Detecting change in neurocognitive functioning is one of the primary roles of the neuropsychologist. This is often done without the benefit of baseline data; however, even when such information is available it is not always possible to determine the clinical significance of change in test scores. For example, changes in scores can be due to poor reliability of the measure, regression towards the mean, or intraindividual variations in behavior and motivation.

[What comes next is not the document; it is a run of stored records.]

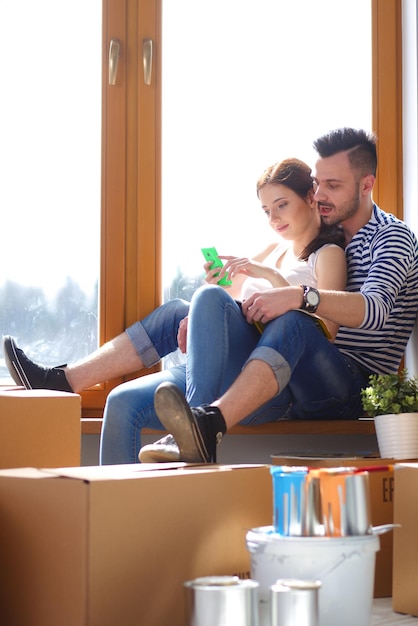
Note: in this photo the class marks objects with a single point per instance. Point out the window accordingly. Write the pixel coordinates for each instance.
(133, 228)
(50, 147)
(243, 90)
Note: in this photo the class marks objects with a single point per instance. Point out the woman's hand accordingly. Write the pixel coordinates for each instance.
(182, 335)
(264, 306)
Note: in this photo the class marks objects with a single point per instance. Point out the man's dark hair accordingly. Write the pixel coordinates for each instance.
(360, 144)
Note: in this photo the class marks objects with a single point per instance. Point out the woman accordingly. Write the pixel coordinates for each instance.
(308, 252)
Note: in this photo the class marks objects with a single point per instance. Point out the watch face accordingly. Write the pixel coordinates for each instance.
(312, 298)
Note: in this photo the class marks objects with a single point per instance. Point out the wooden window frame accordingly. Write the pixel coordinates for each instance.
(130, 285)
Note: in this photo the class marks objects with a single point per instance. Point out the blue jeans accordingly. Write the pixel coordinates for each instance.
(315, 379)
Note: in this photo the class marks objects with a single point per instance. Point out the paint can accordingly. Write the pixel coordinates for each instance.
(221, 600)
(294, 602)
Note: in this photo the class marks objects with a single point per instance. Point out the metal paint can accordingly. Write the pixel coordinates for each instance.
(221, 600)
(294, 602)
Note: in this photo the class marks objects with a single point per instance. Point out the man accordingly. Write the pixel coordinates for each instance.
(294, 370)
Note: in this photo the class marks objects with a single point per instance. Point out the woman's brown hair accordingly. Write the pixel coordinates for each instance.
(297, 176)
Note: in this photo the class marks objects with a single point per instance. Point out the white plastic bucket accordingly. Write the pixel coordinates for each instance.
(344, 566)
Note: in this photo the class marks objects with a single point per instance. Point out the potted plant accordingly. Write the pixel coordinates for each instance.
(392, 400)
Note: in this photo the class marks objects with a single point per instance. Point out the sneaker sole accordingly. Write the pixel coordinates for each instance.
(175, 415)
(157, 454)
(12, 363)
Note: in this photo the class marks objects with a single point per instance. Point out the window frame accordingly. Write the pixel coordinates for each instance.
(130, 284)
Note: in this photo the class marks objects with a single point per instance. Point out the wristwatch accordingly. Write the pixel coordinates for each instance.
(310, 299)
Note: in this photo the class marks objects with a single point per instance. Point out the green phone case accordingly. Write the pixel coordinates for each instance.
(211, 254)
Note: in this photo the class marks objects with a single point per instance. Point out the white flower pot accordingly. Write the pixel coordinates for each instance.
(397, 435)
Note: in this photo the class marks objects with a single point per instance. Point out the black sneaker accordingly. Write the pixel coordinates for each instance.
(197, 431)
(27, 373)
(164, 450)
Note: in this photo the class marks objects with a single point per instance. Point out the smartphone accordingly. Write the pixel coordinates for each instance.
(210, 254)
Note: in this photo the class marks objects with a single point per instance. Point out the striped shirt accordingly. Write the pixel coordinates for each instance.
(382, 264)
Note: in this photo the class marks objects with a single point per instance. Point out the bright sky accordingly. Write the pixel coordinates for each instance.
(50, 141)
(251, 83)
(245, 84)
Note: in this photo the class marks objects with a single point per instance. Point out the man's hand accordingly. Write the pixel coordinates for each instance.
(182, 335)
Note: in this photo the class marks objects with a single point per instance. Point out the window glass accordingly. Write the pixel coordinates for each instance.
(50, 145)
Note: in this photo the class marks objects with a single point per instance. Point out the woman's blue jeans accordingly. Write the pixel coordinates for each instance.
(315, 379)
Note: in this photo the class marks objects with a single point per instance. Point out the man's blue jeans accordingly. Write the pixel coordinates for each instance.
(315, 379)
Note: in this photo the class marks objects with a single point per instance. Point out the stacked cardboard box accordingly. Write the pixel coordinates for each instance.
(405, 545)
(39, 428)
(99, 546)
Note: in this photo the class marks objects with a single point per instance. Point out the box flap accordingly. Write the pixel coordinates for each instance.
(130, 471)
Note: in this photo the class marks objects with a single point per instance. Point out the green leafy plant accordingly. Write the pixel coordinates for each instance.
(390, 393)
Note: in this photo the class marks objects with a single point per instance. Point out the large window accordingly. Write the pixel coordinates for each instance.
(50, 150)
(243, 89)
(229, 91)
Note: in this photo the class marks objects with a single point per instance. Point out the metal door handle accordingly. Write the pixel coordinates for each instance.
(147, 51)
(114, 52)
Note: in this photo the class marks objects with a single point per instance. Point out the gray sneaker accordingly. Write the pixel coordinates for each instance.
(164, 450)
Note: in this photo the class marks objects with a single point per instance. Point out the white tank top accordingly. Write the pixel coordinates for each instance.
(295, 272)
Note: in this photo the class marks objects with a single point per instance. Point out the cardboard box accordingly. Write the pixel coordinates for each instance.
(39, 428)
(381, 501)
(405, 542)
(99, 546)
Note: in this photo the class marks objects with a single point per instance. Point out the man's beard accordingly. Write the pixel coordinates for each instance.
(347, 210)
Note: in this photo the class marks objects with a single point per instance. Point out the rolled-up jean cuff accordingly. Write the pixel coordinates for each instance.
(143, 344)
(278, 364)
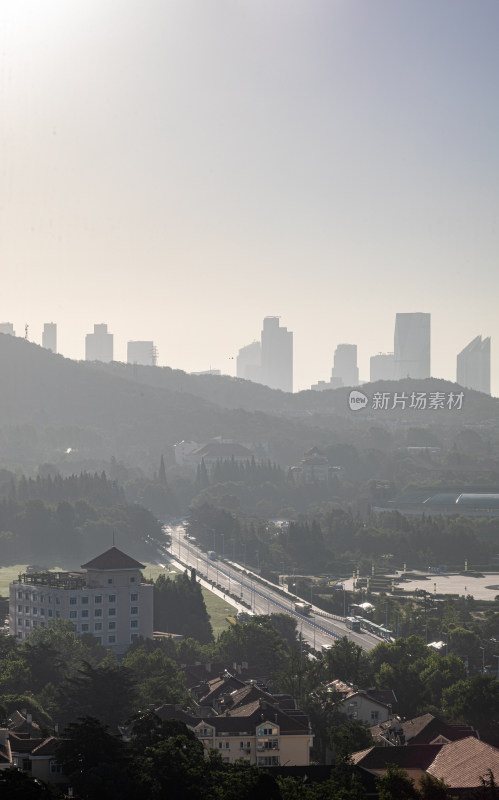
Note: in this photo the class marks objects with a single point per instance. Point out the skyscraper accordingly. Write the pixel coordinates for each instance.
(381, 367)
(49, 336)
(345, 365)
(99, 345)
(142, 353)
(412, 345)
(473, 365)
(277, 355)
(249, 362)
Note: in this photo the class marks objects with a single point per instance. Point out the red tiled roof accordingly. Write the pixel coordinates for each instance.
(113, 559)
(46, 748)
(461, 764)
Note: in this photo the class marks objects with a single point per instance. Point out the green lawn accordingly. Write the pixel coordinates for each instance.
(218, 609)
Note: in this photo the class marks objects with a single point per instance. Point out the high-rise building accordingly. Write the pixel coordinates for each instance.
(107, 599)
(473, 365)
(277, 355)
(49, 336)
(142, 353)
(99, 344)
(345, 365)
(412, 346)
(249, 362)
(381, 367)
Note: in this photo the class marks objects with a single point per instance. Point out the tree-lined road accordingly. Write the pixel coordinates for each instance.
(319, 629)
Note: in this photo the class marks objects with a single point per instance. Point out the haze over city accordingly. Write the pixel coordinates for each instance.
(179, 170)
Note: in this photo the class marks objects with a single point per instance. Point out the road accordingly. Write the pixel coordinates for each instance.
(319, 629)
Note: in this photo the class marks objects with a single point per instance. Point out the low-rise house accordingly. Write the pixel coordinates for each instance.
(360, 706)
(106, 599)
(259, 732)
(425, 729)
(462, 764)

However, even when these factors are considered, improved performance still may not represent clinically meaningful change. Perhaps the greatest obstacle in interpreting retest data is the effect that prior exposure to the test has on performance, commonly referred to as “practice effect.” This is most evident in settings in which changes in ability are expected and need to be quantified to some extent, such as neurorehabilitation, neurosurgery, or the assessment of neurodegenerative diseases. However, despite the relevance of detecting change to the practice of neuropsychology, relatively few studies exist that provide useful data for interpreting retest performance or that compare the various statistical methods for determining change.
There are a number of statistical approaches available for controlling for practice effects and therefore assisting in determining relevance change (for review, see Collie, Darby, Falleti, Silbert, & Maruff, 2002). These include the reliable change index (RCI) and its variants that address practice effects (RCI-PE; Chelune, Naugle, Luders, Sedlak, & Awad, 1993), simple regression, and multiple regression. The last two have the additional advantage of being able to correct for regression towards the mean. Additionally, multiple regression is capable of considering additional factors that might affect one’s capacity to benefit from prior exposure to a measure, such as age, education, and test–retest interval. However, while multiple regression accounts for the variances that these factors contribute, they are generally small and are seen only on a few measures (Levine, Miller, Becker, Selnes, & Cohen, 2004; Salinsky, Storzbach, Dodrill, & Binder, 2001; Temkin, Heaton, Grant, & Dikmen, 1999). Therefore, the relative simplicity of simple regression and RCI methods outweighs the small benefit of multiple regression in most instances.
Whatever technique one decides to use, the data must be derived from a control sample. Herein lies another area of debate: whether to use nonclinical or similar clinical samples in developing the RCI and regression formulas to be used with the sample of interest.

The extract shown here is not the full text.